In this retrospective case control study, individual eyes of 19 patients with moderate to severe erosions of the corneal epithelium at 1 to 3 months following LASIK were compared to eyes of 19 patients who did not develop epithelial erosions on the corneal flap. No patients who had significant signs of dry eye prior to surgery were included in the study.
The comparison of the two groups of patients revealed no difference in tear production at 1, 3, or 6 months and no significant difference in corneal irregularity or refractive correction, though some patients had a temporary decrease in visual acuity.

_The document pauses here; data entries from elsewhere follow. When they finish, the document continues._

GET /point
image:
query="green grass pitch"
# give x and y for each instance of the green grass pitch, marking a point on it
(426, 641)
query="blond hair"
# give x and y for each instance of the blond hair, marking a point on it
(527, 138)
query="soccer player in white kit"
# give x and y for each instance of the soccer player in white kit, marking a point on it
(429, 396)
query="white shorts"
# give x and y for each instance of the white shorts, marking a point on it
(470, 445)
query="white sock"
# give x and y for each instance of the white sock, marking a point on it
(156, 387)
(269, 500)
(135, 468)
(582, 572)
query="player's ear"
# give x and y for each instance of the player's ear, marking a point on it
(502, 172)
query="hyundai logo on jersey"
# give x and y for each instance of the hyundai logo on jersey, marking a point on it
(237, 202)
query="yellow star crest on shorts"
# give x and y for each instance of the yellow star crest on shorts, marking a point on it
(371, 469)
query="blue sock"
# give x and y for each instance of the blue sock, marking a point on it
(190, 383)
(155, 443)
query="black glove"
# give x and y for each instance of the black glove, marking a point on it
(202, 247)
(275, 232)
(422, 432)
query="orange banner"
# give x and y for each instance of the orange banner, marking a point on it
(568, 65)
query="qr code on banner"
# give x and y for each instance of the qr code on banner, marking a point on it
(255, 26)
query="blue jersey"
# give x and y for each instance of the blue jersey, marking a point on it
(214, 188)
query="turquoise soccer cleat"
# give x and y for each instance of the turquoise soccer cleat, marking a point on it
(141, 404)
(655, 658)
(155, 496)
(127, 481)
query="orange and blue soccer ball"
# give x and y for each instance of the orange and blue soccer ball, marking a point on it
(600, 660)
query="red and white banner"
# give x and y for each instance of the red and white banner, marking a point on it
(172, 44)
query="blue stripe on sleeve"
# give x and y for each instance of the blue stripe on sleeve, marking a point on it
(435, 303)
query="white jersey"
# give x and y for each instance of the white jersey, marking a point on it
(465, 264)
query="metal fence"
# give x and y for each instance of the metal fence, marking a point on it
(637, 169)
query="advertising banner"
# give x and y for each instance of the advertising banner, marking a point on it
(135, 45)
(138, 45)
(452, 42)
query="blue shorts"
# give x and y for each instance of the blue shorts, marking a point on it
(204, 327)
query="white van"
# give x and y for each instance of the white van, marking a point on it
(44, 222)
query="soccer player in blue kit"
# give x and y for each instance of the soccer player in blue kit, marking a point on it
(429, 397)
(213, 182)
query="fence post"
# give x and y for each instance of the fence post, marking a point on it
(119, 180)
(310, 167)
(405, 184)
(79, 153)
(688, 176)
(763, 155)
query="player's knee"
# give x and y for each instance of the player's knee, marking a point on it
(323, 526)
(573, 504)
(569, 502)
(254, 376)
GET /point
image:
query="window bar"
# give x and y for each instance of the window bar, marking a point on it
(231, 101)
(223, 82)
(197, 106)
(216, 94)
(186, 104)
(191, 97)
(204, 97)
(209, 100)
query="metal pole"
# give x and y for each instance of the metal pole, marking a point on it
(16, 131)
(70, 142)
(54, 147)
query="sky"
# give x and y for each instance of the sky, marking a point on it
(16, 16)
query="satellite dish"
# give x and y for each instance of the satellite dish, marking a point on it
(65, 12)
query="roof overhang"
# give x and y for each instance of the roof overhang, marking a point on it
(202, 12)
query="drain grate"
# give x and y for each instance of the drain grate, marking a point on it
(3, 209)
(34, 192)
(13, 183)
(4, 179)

What was found, according to Dr. Wilson, of the department of ophthalmology at the University of Washington in Seattle, was that "the signs and symptoms of LASIK-induced neurotrophic epitheliopathy (LNE) tend to resolve at approximately 6 months after surgery." Other studies have shown that on average this is when corneal nerves complete regeneration into the flap.
Dr. Wilson pointed out that approximately 4% of patients who have LASIK develop the LNE-associated epithelial erosions, which "may interfere with vision in some patients." Patients who have dry eye disease prior to LASIK are more likely to develop LNE and have more severe outcomes. He also said "it is unknown whether LNE is attributable to diminished neurotrophic factors released from the nerves or some other factor such as a decrease in the frequency of blinking." He called for further study "to clarify the mechanism and the association with the return in corneal sensation."
Dr. Wilson emphasized the importance of warning LNE-affected patients that "LASIK enhancement will likely be associated with a return of the symptoms and signs of LASIK-induced neurotrophic epitheliopathy." He advised in these cases that "enhancement be performed in one eye at a time, separated by at least 6 months so the patient's visual function is maintained."
A report by Rosan Y. Choi, MD, and Dr. Wilson describing their experience with LNE appeared in the January 1, 2001, issue of Ocular Surgery News.